In recent years, this approach to the HCP has led
to a number of alternative formulations and
algorithmic approaches involving researchers from
a number of countries. In this lecture we focus on
a specific embedding due to E. Feinberg from SUNY
at Stony Brook. The latter leads to a suitably
constructed parametrized polytope of discounted
occupational measures that can be used as a domain
where Hamiltonian solutions can be sought. It is
known that whenever a given graph possesses
Hamiltonian cycles, these correspond to certain
extreme points of that polytope. It can be
demonstrated that a relatively small number of
additional constraints and a judicious choice of
the value of the discount parameter can ensure
that Hamiltonian solutions are no longer rare
among extreme points of this modified sub-polytope
of occupational measures.

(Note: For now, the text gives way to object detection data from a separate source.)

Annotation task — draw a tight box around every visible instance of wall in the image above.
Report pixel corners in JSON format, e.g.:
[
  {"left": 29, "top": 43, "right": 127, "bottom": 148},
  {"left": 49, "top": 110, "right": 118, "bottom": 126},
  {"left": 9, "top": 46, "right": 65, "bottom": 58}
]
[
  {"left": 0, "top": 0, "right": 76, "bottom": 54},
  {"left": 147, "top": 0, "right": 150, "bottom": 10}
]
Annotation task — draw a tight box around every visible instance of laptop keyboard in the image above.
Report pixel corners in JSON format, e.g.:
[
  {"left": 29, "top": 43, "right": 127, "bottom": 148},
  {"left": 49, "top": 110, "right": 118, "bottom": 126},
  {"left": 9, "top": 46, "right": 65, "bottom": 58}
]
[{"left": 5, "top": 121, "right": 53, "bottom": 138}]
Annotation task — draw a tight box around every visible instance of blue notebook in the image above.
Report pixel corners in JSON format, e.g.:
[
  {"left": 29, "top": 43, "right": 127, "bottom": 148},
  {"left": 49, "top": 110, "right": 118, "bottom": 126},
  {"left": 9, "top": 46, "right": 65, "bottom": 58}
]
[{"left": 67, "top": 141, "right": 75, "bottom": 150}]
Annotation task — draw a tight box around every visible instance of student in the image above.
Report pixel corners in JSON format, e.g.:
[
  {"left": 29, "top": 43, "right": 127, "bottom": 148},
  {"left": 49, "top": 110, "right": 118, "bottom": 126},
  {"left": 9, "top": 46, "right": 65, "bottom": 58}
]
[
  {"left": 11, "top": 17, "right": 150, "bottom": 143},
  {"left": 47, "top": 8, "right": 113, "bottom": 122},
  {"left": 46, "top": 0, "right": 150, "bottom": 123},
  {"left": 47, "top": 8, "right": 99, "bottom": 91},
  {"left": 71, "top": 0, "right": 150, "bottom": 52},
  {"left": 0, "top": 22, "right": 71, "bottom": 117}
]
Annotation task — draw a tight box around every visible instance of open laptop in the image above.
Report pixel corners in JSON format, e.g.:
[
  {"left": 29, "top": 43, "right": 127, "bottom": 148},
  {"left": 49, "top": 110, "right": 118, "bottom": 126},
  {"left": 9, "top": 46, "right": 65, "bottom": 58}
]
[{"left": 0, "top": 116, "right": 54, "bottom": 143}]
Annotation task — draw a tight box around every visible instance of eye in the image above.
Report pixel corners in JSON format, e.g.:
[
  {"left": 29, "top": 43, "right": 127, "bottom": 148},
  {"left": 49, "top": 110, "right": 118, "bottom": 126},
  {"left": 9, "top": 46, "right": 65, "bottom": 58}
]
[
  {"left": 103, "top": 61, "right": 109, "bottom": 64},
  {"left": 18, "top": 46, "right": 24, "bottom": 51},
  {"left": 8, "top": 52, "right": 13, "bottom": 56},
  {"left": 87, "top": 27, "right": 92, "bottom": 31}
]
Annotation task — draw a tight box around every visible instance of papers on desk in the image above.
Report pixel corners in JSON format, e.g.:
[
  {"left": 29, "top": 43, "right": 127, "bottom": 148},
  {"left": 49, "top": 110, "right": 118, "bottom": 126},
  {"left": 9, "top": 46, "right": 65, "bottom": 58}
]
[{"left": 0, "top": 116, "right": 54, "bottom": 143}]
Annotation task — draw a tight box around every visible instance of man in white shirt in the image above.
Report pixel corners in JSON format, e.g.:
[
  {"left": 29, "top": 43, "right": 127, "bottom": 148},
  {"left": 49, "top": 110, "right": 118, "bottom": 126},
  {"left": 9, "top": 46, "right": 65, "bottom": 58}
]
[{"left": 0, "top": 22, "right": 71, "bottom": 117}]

The latter observation
leads to a promising random walk algorithm on the
extreme points of that sub-polytope. We present a
conjecture concerning the algorithmic complexity
of this algorithm. In addition, we consider the
limiting--parameter free--polyhedral region that
can serve as a basis for determining non-Hamiltonicity
of cubic graphs. Numerical results indicate that
determining non-Hamiltonicity of a great majority
of non-Hamiltonian cubic graphs is likely to be a
problem of polynomial complexity despite the fact
that HCP is known to be NP-complete already for
cubic graphs.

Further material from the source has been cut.